Ces mots ne ressemblent pas au cheptel de concepts de « La Voix ». Et quelque chose semble avoir exclu le poète de la vision. Reinhardt retrouve intacte la perception de la balustrade, du haut et du bas, mais a l’impression d’avoir gardé en lui un mocabulicule résiduel qui parasite sa perception inspiratrice. Reinhardt frissonne de dégoût en s’imaginant aux prises avec une autre voix, une autre Muse dont il ne sait rien, si ce ne sont ses intentions hostiles envers La Dame. Des passages de ses Chants d’Hypnostasie font état de tels « Génies Matriciels », surtout d’un - sombre élément innommable toujours écarté des voies de l’Harmonie. Mais le claquement de rideau se répète inlassablement, rythmant de façon répétitive, en coups de fouet, « La Voix » qui s’estompe peu à peu.

« Ce ne peut être lui!
une boucle ! un piège!
Mais ce sont ses méthodes;
on me boucle
on me piège
Ô ma stase chérie
on absorbe mon essence
et j’attends...
Tu n’auras pas mon âme, valeureux adversaire
Quel dormeur
a fait de toi son âne
si ce n’est le Seigneur
ainsi s’est éveillé?
Si le Salut est un grand songe silencieux
il ne faut plus que je te
parle, étranger!
Se peut-il que ce soit toi,
l’Intrus!
TYKO ? »

A ce dernier mot, le claquement marque un léger temps de retard.
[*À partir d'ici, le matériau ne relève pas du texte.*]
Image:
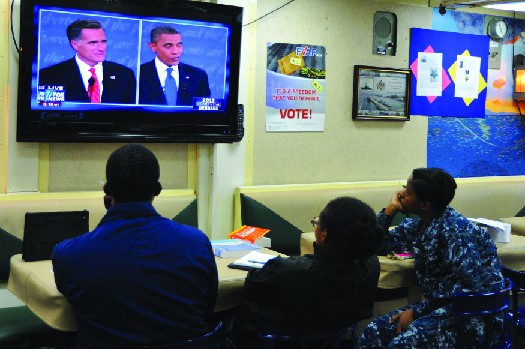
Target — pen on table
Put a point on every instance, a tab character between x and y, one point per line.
257	262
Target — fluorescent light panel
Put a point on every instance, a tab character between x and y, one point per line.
514	6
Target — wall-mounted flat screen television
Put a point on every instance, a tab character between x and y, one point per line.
129	71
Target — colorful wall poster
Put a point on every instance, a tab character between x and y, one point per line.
449	73
295	87
489	146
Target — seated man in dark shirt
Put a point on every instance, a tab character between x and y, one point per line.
326	291
138	278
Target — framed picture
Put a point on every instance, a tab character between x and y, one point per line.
381	94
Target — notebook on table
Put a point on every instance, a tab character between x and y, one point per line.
43	230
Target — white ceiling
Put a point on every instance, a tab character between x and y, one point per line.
509	5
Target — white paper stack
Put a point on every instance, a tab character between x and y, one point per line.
254	259
498	231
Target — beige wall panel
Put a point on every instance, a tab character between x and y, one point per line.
79	167
347	150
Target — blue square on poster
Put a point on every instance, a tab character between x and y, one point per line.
450	45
La chose en forme de nuage sonde toujours La Dame, et Reinhardt sent sa propre énergie vitale s’évanouir lentement mais régulièrement.

« L’incertitude aveugle;
Ce ne peut être lui!
une boucle!
un piège!
Nous le savons sans tête
mais ce sont ses méthodes;
on me boucle
on me piège
Puissè-je t’avoir sauvée
Ô ma stase chérie
on absorbe mon essence
et j’attends...
Voyez, on me dévore
Tu n’auras pas mon âme
valeureux adversaire
Mais nul salut pour qui?
Quel dormeur
a fait de toi son âne
si ce n’est le Seigneur
ou bien l’usurpateur
ainsi s’est éveillé?
Si le Salut est un grand songe silencieux
il ne faut plus que je te
parle, étranger!
Mon œil aveugle est le tien
Se peut-il que ce soit toi,
l’Intrus!
TYKO ?
SALUDA! »

Nulle force ne répond aux injonctions de « La Voix » qui meurt alors tout à fait. Un souffle doré précède le silence. Reinhardt peut voir disparaître les dernières traces du nuage en une forme de béquille, de vérin, de suspension...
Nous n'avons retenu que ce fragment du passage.